Despite the sunshine, and the fact that I put on real clothes and make-up, straightened my bangs and all!!!, it has been a hard day. I went to my neighbors mom/church gathering at her home. It was centered around mothering, and lots and lots of little ones everywhere. Amazing, wonderful, moms drinking decaf coffee and eating yummy little snacks. (I drank real coffee, with lots and lots of caffeine!) I was excited to get out, even just to go to the next door over!!! haha, kinda sad!, and talk and maybe pick up a trick or two. Wow, do I ever feel like a looser. Geez. I am so not functioning compared to these women, it is just sad. So, I listened a lot, and didn't talk (amazing!) and I tried to take in some things that I can do to help me in the home. I left early, had to pick up M, and I walked in and Kelsey was in complete melt down after I said one simple thing. Oh my, I just came out of the house of so together women, juggling all these kids, and they all looked great, and SLAM, my reality set in, and no wonder I struggle so hard. I explained to Kelsey, while trying to quickly change a boom boom and run to get Maddy, what I expected from her today. She needs to catch up on her school work, and I need help around the house. We need to all work together and get our home together, and our work done. I know I just said that twice, but mothering Kelsey, I repeat a lot! Kelsey, couldn't handle this I guess, and we are back to tears. And more tears, and life is suddenly hard, and I don't know why. Why?
I had a LONG talk with a developmental Dr. man the other night. We are not working with him, but he took an hour to talk to me on the phone about some things. Kelsey is so in her head, that everything that does not revolve around her, what she wants to do, where her mind is at the moment, makes her upset. Apparently, this is a typical thing for children like Kelsey. So, what have I been doing all these year? I have been bending over backwards to help eliminate these episodes, and guess where it has gotten us? At some point, I need to say, we need to get ready, leave this house, and I expect you to be ready in 1 hour, with out a crying episode.
Kelsey says she longs for a simple life, as long as we don't get bored. haha. We have a pretty simple life, the only way to make it simpler is to not make her do school work, or ever get out of bed. We will let her hair dred, and never clean. Oddly enough, she wants chickens, and an entire farm to take care of, I guess as long as mother does everything.
I am exhausted.
I suddenly am really questioning how I run this house. I never stuck to a strict schedule, as Kelsey's moods and such change all the time. But, I wonder if I need to create and stick to some sort of type plan/ Because whatever I am doing, is not working. I can do this better.
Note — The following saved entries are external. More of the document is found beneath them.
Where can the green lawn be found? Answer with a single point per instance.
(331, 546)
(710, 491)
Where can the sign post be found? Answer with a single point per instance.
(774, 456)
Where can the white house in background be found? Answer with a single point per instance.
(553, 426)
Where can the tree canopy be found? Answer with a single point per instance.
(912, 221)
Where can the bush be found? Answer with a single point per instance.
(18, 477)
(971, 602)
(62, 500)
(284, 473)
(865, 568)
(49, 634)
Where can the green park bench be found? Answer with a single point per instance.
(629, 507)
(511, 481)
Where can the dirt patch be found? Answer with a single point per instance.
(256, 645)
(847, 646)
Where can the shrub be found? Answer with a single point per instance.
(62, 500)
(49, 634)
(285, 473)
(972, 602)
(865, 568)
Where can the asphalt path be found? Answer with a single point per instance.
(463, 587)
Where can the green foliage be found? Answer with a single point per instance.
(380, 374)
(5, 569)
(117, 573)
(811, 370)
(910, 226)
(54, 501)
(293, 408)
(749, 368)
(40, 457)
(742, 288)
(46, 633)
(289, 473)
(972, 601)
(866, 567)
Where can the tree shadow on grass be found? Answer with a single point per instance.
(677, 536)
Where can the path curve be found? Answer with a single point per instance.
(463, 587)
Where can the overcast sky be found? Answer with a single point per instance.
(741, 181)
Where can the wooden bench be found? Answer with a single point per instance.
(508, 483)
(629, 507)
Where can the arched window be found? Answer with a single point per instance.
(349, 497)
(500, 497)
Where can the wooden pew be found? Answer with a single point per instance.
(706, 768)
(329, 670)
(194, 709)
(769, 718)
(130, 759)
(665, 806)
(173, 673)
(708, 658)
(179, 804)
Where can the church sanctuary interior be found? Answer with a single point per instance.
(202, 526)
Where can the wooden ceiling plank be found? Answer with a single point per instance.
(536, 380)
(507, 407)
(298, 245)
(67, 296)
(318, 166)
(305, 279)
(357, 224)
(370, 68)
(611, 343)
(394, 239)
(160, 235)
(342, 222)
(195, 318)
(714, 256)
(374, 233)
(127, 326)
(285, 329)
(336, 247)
After this episode, I went to pick up Maddy, and I actually got out of the car and socialized. Amazing! I surrounded myself with other moms that were still having little ones, and I talked, although I still feel pretty pathetic in my attempts to do this.
btw, I just put school work on hold, again, to let the kids play with the hose outside. It is too nice, and Kelsey's mood has changed dramatically. See, can't schedule at all! I think I'll go take a photo and draw with baby on the sidewalk!